4.6 Moments of coefficient estimates, MLR matrix edition
Let’s start with the expected value. If we consider our whole vector of coefficient estimates, \(\boldsymbol{b}\), what is the expected value of this vector?
Check yourself! Why is the expected value of the vector \(\boldsymbol{y}\) equal to \(\boldsymbol{X\beta}\)?
\[ E({\boldsymbol b}) = E[(\boldsymbol X' \boldsymbol X)^{-1}\boldsymbol X' \boldsymbol y]\\ = (\boldsymbol X' \boldsymbol X)^{-1}\boldsymbol X' E[{\boldsymbol y}]\\ = (\boldsymbol X' \boldsymbol X)^{-1}\boldsymbol X' \boldsymbol X \boldsymbol \beta\\ = \boldsymbol \beta \]

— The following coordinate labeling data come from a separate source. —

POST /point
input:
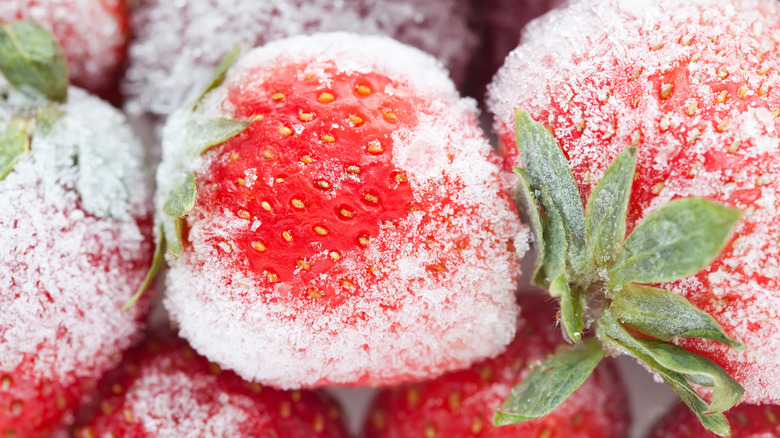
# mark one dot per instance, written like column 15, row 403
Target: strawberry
column 461, row 403
column 340, row 196
column 177, row 45
column 682, row 98
column 747, row 421
column 164, row 388
column 76, row 241
column 93, row 33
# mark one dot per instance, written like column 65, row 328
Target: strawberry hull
column 356, row 232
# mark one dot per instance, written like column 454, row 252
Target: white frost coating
column 416, row 324
column 178, row 44
column 594, row 73
column 73, row 252
column 178, row 412
column 93, row 38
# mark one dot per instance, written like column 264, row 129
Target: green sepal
column 33, row 61
column 182, row 198
column 219, row 73
column 14, row 143
column 207, row 133
column 673, row 242
column 572, row 309
column 605, row 214
column 665, row 315
column 550, row 384
column 547, row 168
column 157, row 260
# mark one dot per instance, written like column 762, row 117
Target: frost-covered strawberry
column 163, row 388
column 689, row 93
column 177, row 45
column 355, row 231
column 747, row 421
column 462, row 404
column 75, row 227
column 93, row 34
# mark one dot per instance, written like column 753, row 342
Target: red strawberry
column 163, row 388
column 462, row 403
column 693, row 86
column 76, row 242
column 747, row 421
column 94, row 34
column 177, row 45
column 362, row 199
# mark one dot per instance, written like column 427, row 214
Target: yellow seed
column 328, row 138
column 314, row 293
column 370, row 197
column 326, row 98
column 259, row 246
column 375, row 147
column 363, row 90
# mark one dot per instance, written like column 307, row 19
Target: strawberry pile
column 353, row 196
column 76, row 241
column 93, row 33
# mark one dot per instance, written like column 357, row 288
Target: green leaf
column 182, row 197
column 605, row 217
column 673, row 242
column 32, row 61
column 547, row 168
column 665, row 315
column 14, row 143
column 219, row 73
column 159, row 251
column 550, row 384
column 207, row 133
column 572, row 309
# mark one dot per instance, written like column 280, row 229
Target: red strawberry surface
column 93, row 33
column 693, row 86
column 164, row 388
column 177, row 45
column 76, row 243
column 747, row 421
column 462, row 403
column 356, row 232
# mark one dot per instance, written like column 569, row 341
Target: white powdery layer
column 72, row 248
column 171, row 405
column 92, row 36
column 178, row 44
column 417, row 324
column 579, row 59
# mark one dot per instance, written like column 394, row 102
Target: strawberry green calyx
column 600, row 276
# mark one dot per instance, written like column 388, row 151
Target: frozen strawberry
column 688, row 92
column 462, row 403
column 75, row 227
column 747, row 421
column 355, row 231
column 163, row 388
column 94, row 34
column 177, row 45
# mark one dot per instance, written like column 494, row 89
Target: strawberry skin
column 695, row 92
column 461, row 404
column 164, row 388
column 362, row 199
column 93, row 33
column 747, row 421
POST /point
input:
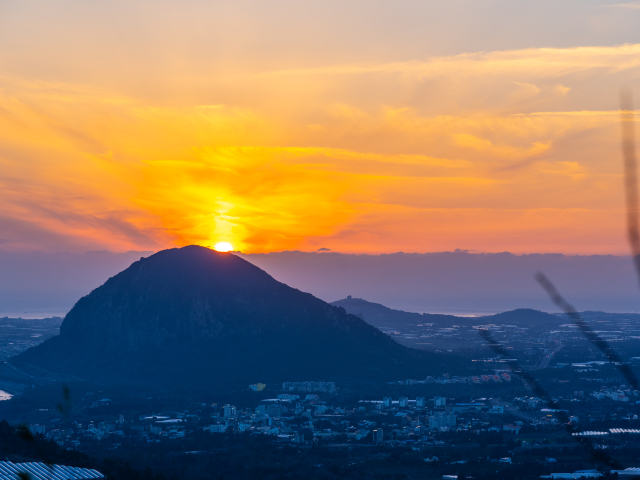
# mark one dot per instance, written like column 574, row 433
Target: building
column 35, row 429
column 442, row 420
column 45, row 470
column 220, row 428
column 276, row 410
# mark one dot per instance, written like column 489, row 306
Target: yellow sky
column 514, row 149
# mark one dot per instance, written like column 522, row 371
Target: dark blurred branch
column 627, row 121
column 587, row 331
column 594, row 452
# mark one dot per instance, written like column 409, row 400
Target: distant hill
column 195, row 317
column 381, row 316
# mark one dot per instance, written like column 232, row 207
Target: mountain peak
column 188, row 315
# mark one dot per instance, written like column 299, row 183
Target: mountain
column 193, row 316
column 384, row 317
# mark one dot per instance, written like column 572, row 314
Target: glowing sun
column 223, row 247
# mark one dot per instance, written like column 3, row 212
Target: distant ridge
column 381, row 316
column 195, row 317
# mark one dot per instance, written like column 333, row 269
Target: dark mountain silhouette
column 192, row 316
column 381, row 316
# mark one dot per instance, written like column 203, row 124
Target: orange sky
column 510, row 149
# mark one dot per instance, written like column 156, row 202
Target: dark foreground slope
column 192, row 316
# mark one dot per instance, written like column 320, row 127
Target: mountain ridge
column 191, row 315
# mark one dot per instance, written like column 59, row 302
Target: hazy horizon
column 38, row 284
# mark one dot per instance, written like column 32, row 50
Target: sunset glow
column 520, row 152
column 223, row 247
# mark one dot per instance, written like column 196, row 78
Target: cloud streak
column 513, row 150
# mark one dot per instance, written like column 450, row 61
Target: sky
column 359, row 126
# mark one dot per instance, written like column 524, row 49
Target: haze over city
column 331, row 240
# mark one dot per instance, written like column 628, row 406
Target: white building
column 229, row 411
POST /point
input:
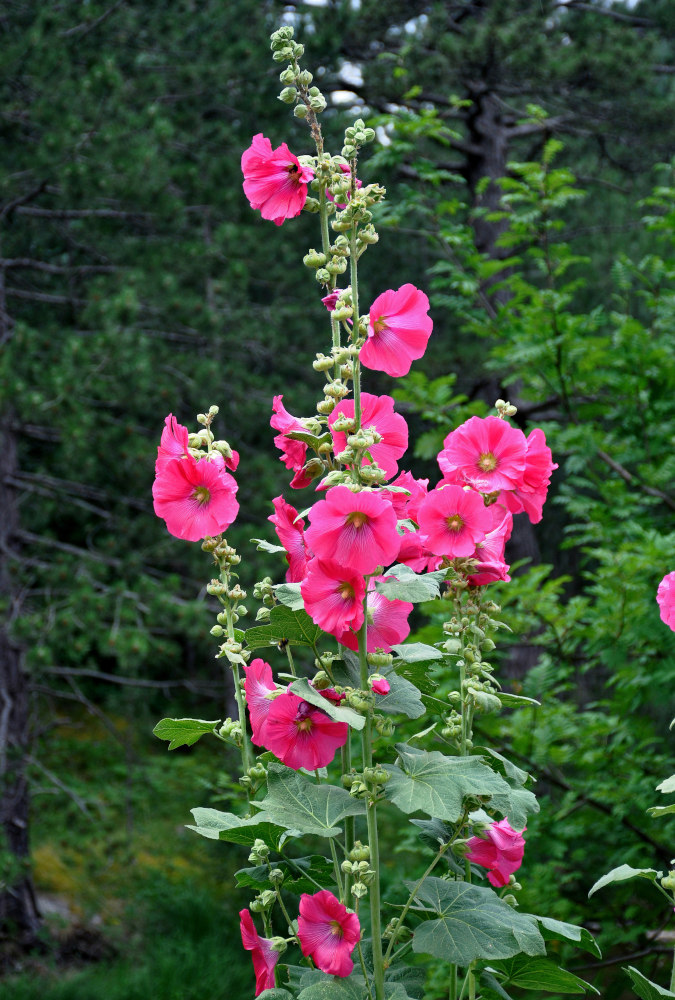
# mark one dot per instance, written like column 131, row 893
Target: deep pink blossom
column 387, row 621
column 333, row 596
column 300, row 734
column 290, row 531
column 490, row 552
column 485, row 452
column 293, row 453
column 274, row 180
column 398, row 331
column 355, row 530
column 328, row 932
column 376, row 412
column 453, row 521
column 262, row 953
column 258, row 686
column 665, row 596
column 502, row 852
column 530, row 494
column 195, row 498
column 173, row 443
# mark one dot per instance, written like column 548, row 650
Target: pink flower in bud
column 502, row 852
column 173, row 443
column 485, row 452
column 258, row 686
column 490, row 552
column 333, row 596
column 665, row 596
column 452, row 521
column 328, row 932
column 290, row 532
column 355, row 530
column 195, row 498
column 398, row 331
column 274, row 180
column 387, row 621
column 376, row 412
column 262, row 953
column 300, row 734
column 293, row 453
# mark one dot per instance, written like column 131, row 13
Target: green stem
column 404, row 912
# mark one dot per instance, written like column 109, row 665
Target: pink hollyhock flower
column 173, row 443
column 264, row 957
column 355, row 530
column 333, row 596
column 665, row 596
column 452, row 521
column 407, row 505
column 345, row 168
column 258, row 686
column 195, row 498
column 293, row 453
column 328, row 932
column 485, row 452
column 387, row 621
column 530, row 495
column 376, row 412
column 490, row 552
column 398, row 331
column 300, row 734
column 274, row 180
column 291, row 534
column 502, row 852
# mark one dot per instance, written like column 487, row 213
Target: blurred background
column 525, row 148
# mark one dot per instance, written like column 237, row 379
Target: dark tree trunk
column 18, row 909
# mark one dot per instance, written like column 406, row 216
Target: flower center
column 357, row 518
column 454, row 523
column 202, row 495
column 487, row 462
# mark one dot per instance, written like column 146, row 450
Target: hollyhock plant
column 333, row 596
column 387, row 621
column 259, row 686
column 452, row 521
column 502, row 851
column 195, row 498
column 290, row 531
column 293, row 453
column 300, row 734
column 263, row 955
column 399, row 328
column 665, row 596
column 328, row 932
column 485, row 452
column 355, row 530
column 377, row 412
column 274, row 180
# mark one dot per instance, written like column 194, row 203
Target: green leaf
column 402, row 584
column 530, row 973
column 216, row 825
column 644, row 987
column 436, row 784
column 624, row 872
column 553, row 930
column 296, row 872
column 293, row 627
column 183, row 732
column 472, row 922
column 304, row 689
column 289, row 595
column 296, row 803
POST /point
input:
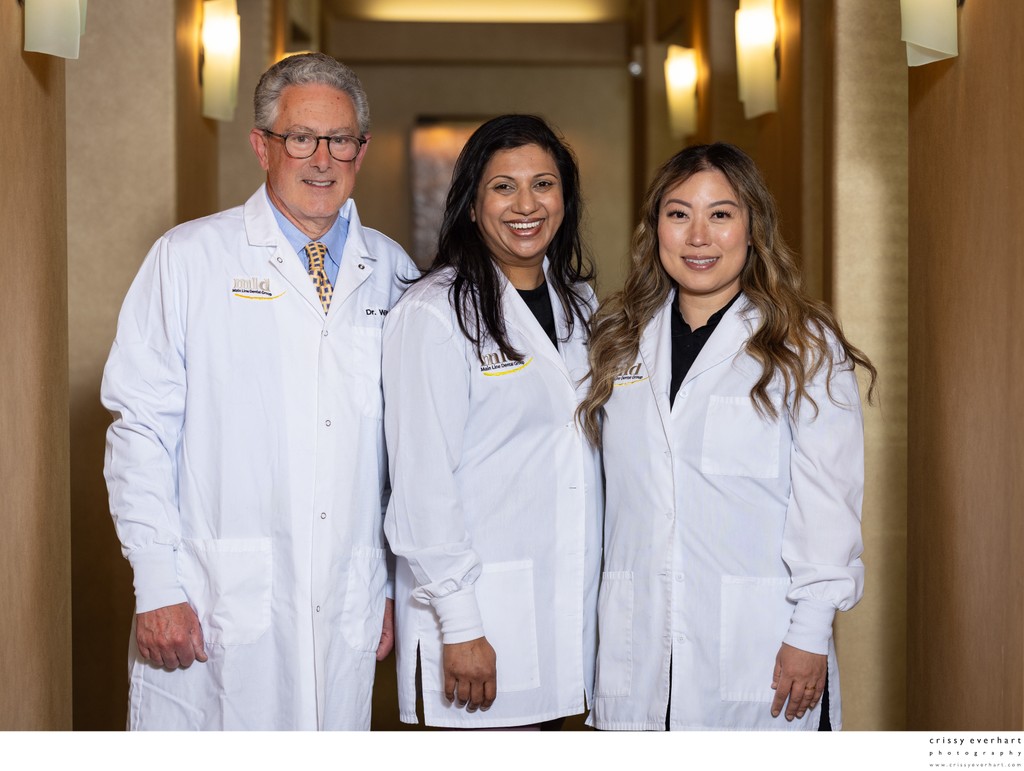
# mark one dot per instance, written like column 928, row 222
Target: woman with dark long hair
column 729, row 414
column 495, row 510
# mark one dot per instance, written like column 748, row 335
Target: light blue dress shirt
column 334, row 240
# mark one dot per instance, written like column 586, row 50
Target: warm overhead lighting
column 681, row 86
column 929, row 30
column 54, row 27
column 756, row 36
column 221, row 42
column 502, row 11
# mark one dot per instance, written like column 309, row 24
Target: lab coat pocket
column 363, row 614
column 505, row 596
column 227, row 582
column 737, row 440
column 755, row 618
column 614, row 623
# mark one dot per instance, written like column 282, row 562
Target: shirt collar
column 334, row 239
column 680, row 324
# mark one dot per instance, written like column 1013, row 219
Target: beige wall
column 35, row 550
column 967, row 365
column 584, row 90
column 140, row 160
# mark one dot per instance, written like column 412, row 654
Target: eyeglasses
column 301, row 145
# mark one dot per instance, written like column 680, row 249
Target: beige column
column 140, row 159
column 866, row 229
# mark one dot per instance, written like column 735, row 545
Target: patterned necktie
column 316, row 252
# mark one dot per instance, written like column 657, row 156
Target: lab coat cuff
column 810, row 628
column 157, row 582
column 460, row 615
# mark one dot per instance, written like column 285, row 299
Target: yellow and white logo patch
column 497, row 363
column 631, row 375
column 253, row 289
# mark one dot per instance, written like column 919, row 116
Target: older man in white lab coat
column 246, row 462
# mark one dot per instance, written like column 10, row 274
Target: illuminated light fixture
column 54, row 27
column 758, row 73
column 681, row 86
column 219, row 68
column 929, row 30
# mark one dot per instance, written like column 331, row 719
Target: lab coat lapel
column 655, row 352
column 727, row 339
column 356, row 262
column 262, row 230
column 518, row 314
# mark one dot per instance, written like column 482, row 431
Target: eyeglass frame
column 284, row 138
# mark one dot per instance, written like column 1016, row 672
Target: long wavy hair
column 476, row 287
column 793, row 339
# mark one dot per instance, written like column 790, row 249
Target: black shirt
column 539, row 303
column 686, row 344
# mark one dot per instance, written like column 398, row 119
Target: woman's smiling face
column 519, row 208
column 702, row 237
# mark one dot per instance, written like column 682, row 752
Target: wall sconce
column 54, row 27
column 681, row 86
column 929, row 30
column 219, row 58
column 756, row 66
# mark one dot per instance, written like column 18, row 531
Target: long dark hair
column 476, row 288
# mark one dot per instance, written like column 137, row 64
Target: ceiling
column 480, row 10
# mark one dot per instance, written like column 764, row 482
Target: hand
column 801, row 678
column 471, row 674
column 387, row 631
column 170, row 637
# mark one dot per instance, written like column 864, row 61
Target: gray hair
column 303, row 70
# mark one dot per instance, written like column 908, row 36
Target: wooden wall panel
column 35, row 550
column 967, row 363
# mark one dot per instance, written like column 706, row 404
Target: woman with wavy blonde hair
column 728, row 410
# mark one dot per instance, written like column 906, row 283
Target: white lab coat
column 496, row 508
column 726, row 534
column 246, row 470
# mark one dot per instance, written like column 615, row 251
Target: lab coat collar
column 519, row 315
column 655, row 348
column 356, row 262
column 727, row 339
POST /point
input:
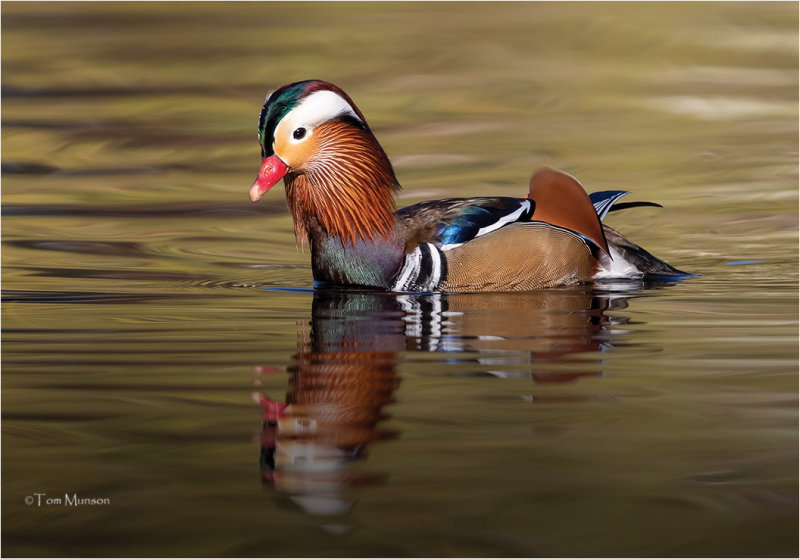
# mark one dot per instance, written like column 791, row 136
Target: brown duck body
column 340, row 187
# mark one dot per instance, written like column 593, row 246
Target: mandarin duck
column 340, row 188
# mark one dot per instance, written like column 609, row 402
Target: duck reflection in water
column 344, row 372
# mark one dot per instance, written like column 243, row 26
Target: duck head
column 339, row 181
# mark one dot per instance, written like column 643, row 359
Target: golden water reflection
column 344, row 374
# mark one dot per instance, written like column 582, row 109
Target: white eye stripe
column 320, row 106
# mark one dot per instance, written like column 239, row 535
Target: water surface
column 164, row 353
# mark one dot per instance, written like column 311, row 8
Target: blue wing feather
column 455, row 221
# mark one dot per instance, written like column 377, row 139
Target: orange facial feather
column 346, row 186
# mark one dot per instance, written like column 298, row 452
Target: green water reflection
column 620, row 420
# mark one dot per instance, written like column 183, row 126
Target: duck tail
column 628, row 260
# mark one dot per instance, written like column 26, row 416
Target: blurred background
column 137, row 331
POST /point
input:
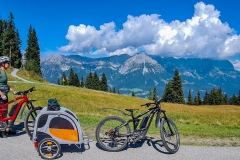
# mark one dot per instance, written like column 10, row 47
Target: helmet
column 4, row 59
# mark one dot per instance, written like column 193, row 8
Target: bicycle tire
column 170, row 141
column 110, row 139
column 29, row 121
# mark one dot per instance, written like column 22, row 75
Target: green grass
column 201, row 122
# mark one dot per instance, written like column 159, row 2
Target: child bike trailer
column 55, row 127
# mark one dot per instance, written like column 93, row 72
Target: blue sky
column 95, row 28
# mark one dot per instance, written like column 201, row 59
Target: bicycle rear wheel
column 110, row 135
column 170, row 136
column 30, row 120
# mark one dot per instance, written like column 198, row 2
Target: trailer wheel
column 49, row 148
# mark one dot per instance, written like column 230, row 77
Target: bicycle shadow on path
column 150, row 141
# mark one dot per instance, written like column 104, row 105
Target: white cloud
column 203, row 36
column 236, row 64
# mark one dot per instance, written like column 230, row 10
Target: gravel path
column 19, row 147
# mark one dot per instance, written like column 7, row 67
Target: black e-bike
column 113, row 133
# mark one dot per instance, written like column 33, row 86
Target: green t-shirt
column 3, row 82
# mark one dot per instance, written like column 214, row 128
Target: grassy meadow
column 193, row 122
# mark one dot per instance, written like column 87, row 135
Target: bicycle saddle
column 130, row 110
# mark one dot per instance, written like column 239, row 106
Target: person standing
column 4, row 89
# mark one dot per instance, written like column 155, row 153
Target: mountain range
column 140, row 72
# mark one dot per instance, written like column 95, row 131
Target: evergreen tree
column 76, row 79
column 238, row 98
column 32, row 54
column 71, row 78
column 95, row 81
column 89, row 81
column 195, row 100
column 133, row 94
column 11, row 42
column 103, row 83
column 233, row 100
column 155, row 94
column 150, row 95
column 64, row 79
column 190, row 101
column 114, row 89
column 199, row 100
column 169, row 93
column 177, row 87
column 220, row 96
column 206, row 98
column 82, row 82
column 225, row 99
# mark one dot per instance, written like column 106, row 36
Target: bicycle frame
column 135, row 120
column 21, row 100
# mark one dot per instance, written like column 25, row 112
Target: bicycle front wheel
column 30, row 120
column 170, row 136
column 111, row 133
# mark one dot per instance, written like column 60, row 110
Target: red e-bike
column 21, row 102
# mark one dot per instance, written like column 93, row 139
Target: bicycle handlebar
column 26, row 91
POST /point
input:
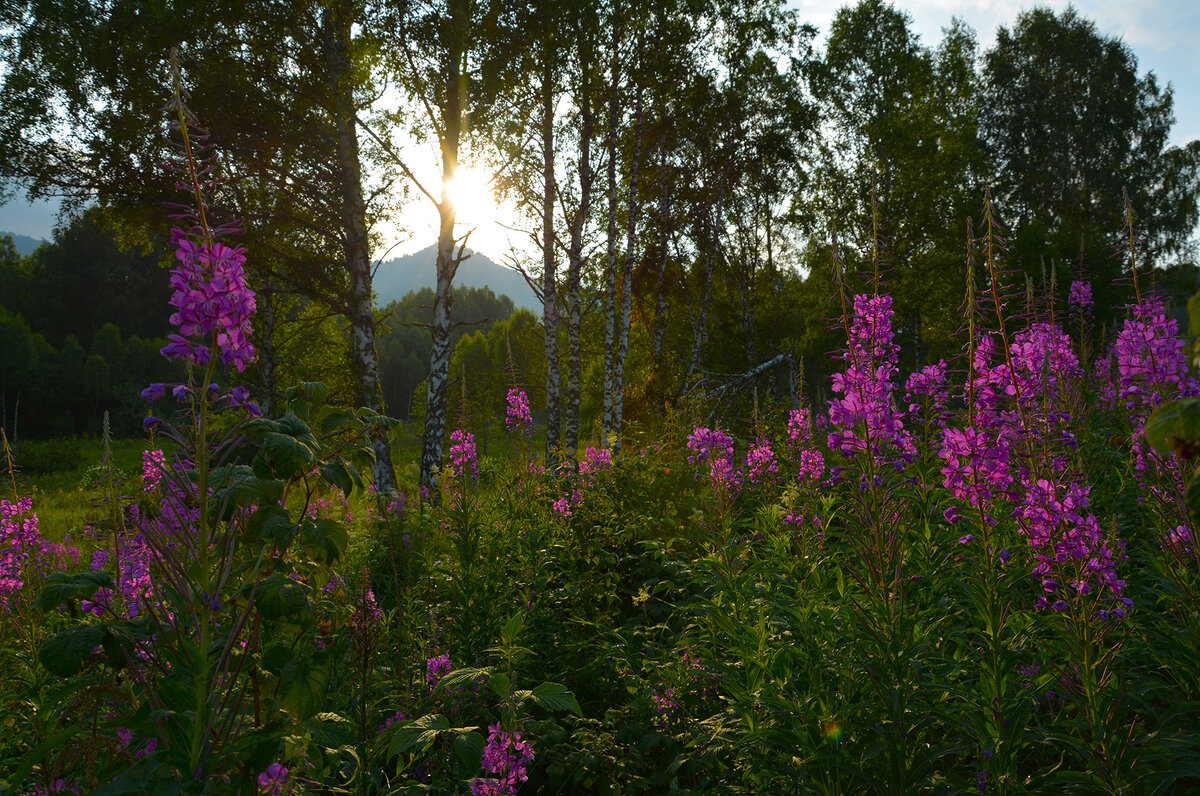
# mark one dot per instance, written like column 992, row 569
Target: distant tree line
column 81, row 327
column 684, row 169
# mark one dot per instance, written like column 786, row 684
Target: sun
column 478, row 211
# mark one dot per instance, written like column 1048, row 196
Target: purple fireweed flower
column 366, row 611
column 210, row 298
column 462, row 454
column 519, row 418
column 436, row 669
column 154, row 467
column 274, row 780
column 399, row 716
column 802, row 446
column 761, row 465
column 1074, row 557
column 927, row 393
column 1079, row 301
column 507, row 760
column 25, row 555
column 595, row 460
column 865, row 416
column 714, row 448
column 1151, row 363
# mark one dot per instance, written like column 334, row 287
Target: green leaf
column 259, row 428
column 323, row 539
column 555, row 696
column 271, row 522
column 339, row 474
column 462, row 677
column 315, row 391
column 511, row 630
column 1175, row 426
column 418, row 734
column 468, row 748
column 120, row 642
column 289, row 455
column 63, row 587
column 281, row 598
column 304, row 683
column 66, row 652
column 293, row 426
column 257, row 490
column 276, row 657
column 1193, row 497
column 336, row 420
column 501, row 683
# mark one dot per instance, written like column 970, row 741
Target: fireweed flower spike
column 867, row 414
column 519, row 418
column 507, row 760
column 211, row 301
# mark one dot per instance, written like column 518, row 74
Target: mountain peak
column 411, row 273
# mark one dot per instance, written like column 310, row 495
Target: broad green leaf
column 323, row 539
column 63, row 587
column 304, row 683
column 462, row 677
column 281, row 598
column 66, row 652
column 1175, row 426
column 276, row 657
column 418, row 734
column 1193, row 498
column 271, row 522
column 288, row 454
column 468, row 748
column 555, row 696
column 339, row 474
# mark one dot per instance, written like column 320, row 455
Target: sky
column 1163, row 34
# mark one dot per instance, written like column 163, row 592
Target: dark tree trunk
column 575, row 253
column 448, row 258
column 360, row 310
column 550, row 283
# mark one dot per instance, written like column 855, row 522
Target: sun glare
column 473, row 197
column 478, row 211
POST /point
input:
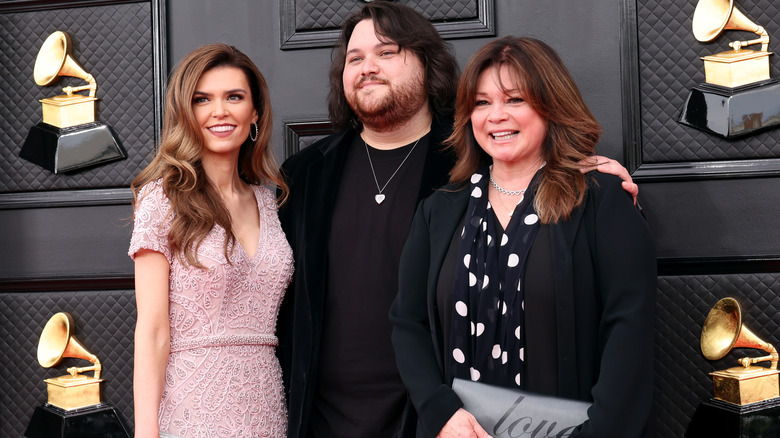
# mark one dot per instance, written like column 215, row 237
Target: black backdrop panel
column 681, row 372
column 669, row 66
column 316, row 23
column 112, row 42
column 104, row 322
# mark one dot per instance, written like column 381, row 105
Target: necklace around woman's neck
column 503, row 190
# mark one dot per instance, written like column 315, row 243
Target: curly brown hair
column 195, row 203
column 546, row 84
column 412, row 32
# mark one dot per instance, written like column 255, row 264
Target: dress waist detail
column 223, row 341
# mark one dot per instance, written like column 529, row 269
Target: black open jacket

How about variance? Well, since we have a whole vector of coefficient estimates, we need a variance-covariance matrix: \[ \begin{aligned} Var({\boldsymbol b}) &= Var[ (\boldsymbol X' \boldsymbol X)^{-1}\boldsymbol X' \boldsymbol y]\\ &= (\boldsymbol X' \boldsymbol X)^{-1}\boldsymbol X'Var[{\boldsymbol y}] ((\boldsymbol X' \boldsymbol X)^{-1}\boldsymbol X')'\\ &= (\boldsymbol X' \boldsymbol X)^{-1}\boldsymbol X'Var[{\boldsymbol y}] \boldsymbol X(\boldsymbol X' \boldsymbol X)^{-1}\\ &= (\boldsymbol X' \boldsymbol X)^{-1}\boldsymbol X'\sigma^2 \boldsymbol I \boldsymbol X(\boldsymbol X' \boldsymbol X)^{-1}\\ &= \sigma^2 (\boldsymbol X' \boldsymbol X)^{-1}\boldsymbol X' \boldsymbol X(\boldsymbol X' \boldsymbol X)^{-1}\\ &= \sigma^2(\boldsymbol X' \boldsymbol X)^{-1} \end{aligned} \]
Let’s check what happens with the simple linear regression case, with just an intercept and a single slope coefficient. Previously we found \((\boldsymbol{X}'\boldsymbol{X})^{-1}\) for this scenario, so let’s use it!
\[ \begin{aligned} (\boldsymbol X' \boldsymbol X)^{-1} &= \frac{1}{nS_{xx}}\left(\begin{array}{cc} \sum_{i=1}^nx_i^2&-\sum_{i=1}^nx_i\\ -\sum_{i=1}^n x_i&n \end{array}\right)\\ &= \frac{1}{S_{xx}}\left(\begin{array}{cc} n^{-1}\sum_{i=1}^nx_i^2&-\bar{x}\\ -\bar{x}&1 \end{array}\right)\\ &= \frac{1}{S_{xx}}\left(\begin{array}{cc} n^{-1}(\sum_{i=1}^nx_i^2 - n\bar{x}^2+ n\bar{x}^2)&-\bar{x}\\ -\bar{x}&1 \end{array}\right)\\ &= \frac{1}{S_{xx}}\left(\begin{array}{cc} n^{-1}S_{xx} + \bar{x}^2&-\bar{x}\\ -\bar{x}&1 \end{array}\right)\\ &= \left(\begin{array}{cc} \frac{1}{n} + \frac{\bar{x}^2}{S_{xx}}&\frac{-\bar{x}}{S_{xx}}\\ \frac{-\bar{x}}{S_{xx}}&\frac{1}{S_{xx}} \end{array}\right)\\ \end{aligned} \] So
\[ \begin{aligned} \sigma^2_{\varepsilon}(\boldsymbol X' \boldsymbol X)^{-1} &= \left(\begin{array}{cc} \sigma^2_{\varepsilon}(\frac{1}{n} + \frac{\bar{x}^2}{S_{xx}})&\frac{-\bar{x}\sigma^2_{\varepsilon}}{S_{xx}}\\ \frac{-\bar{x}\sigma^2_{\varepsilon}}{S_{xx}}&\frac{\sigma^2_{\varepsilon}}{S_{xx}} \end{array}\right)\\ \end{aligned} \]
The diagonal elements of the variance-covariance matrix are the variances of the individual vector components (so \(Var(b_0)\) and \(Var(b_1)\) here). If you’ve seen formulations for the variance or standard error of \(b_0\) or \(b_1\) before, these are equivalent – though you might not have used the sum-of-squares notation previously. Meanwhile, on the off-diagonal, we have the covariance of \(b_0\) and \(b_1\). Are they independent?